He forgot him then and turned to stare moodily across the enclosure that had been the scene of their battle. Kreiss had done good work there; he had scared the savages into a panic fear. Chet was seeing again the scenes of that night when a faint explosion came from the rocks at his side. He looked up to see Herr Kreiss stagger from the cave.
Eyebrows and lashes were gone; his hair was tinged short; but his thick glasses had protected his eyes. He breathed deeply of the outside air as he regarded the remnant of a bladder that once had held a sample of green gas. Then, without a word of explanation, he turned again into the cave where a thin trickle of smoke was issuing.
Ragged and torn, his clothes were held together by bits of vine. There were longer ropes of the same material that made a sling on his shoulders when he reappeared. And, tied in the sling, were bundles; one large, one small, but sagging with weight. Both were bound tightly in wrappings of broad leaves.
"We will go now," Herr Kreiss stated: "there is no time to be lost."
"Go? Go where?" Chet's question echoed his utter bewilderment.
"To the ship! Come, savage!"—he motioned to Towahg—"I did not do well when I made my way alone. You shall lead now."
"He's crazy," Chet told himself half aloud: "his motor's shot and his controls are jammed! Oh, well; what's the difference?

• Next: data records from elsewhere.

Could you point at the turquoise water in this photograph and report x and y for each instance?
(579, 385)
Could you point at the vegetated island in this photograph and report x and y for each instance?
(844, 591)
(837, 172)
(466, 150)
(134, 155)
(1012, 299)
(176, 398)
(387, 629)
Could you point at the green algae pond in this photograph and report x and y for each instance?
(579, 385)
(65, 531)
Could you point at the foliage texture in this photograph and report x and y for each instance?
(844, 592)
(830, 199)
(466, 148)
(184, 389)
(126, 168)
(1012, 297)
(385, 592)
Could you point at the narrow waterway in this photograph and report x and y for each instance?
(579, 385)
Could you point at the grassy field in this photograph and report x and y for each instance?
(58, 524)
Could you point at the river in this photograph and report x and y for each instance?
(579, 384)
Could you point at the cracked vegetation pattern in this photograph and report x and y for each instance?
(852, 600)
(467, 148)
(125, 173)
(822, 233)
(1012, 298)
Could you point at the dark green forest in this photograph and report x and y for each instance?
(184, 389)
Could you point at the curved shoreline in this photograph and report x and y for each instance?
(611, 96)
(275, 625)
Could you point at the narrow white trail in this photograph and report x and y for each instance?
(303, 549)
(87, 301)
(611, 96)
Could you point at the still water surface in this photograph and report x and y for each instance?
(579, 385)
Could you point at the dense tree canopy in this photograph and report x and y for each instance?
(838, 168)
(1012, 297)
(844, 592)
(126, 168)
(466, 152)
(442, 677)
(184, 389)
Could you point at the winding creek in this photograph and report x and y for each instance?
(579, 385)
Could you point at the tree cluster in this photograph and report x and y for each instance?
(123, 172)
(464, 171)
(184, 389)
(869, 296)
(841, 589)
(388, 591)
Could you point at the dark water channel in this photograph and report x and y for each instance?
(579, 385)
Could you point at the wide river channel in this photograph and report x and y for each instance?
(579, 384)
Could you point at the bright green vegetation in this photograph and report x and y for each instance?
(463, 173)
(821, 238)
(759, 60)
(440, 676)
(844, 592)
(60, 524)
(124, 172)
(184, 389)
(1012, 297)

I might as well spend the time this way as any. I meant to go back to the old ship once more."
Kreiss' arm still troubled from the wound he had got in the fight, but Chet could not induce him to share his load.
"Es ist mein recht," he grumbled, and added cryptically: "To each man this only is sure—that he must carry his own cross." And Chet, with a shrug, let him have his way.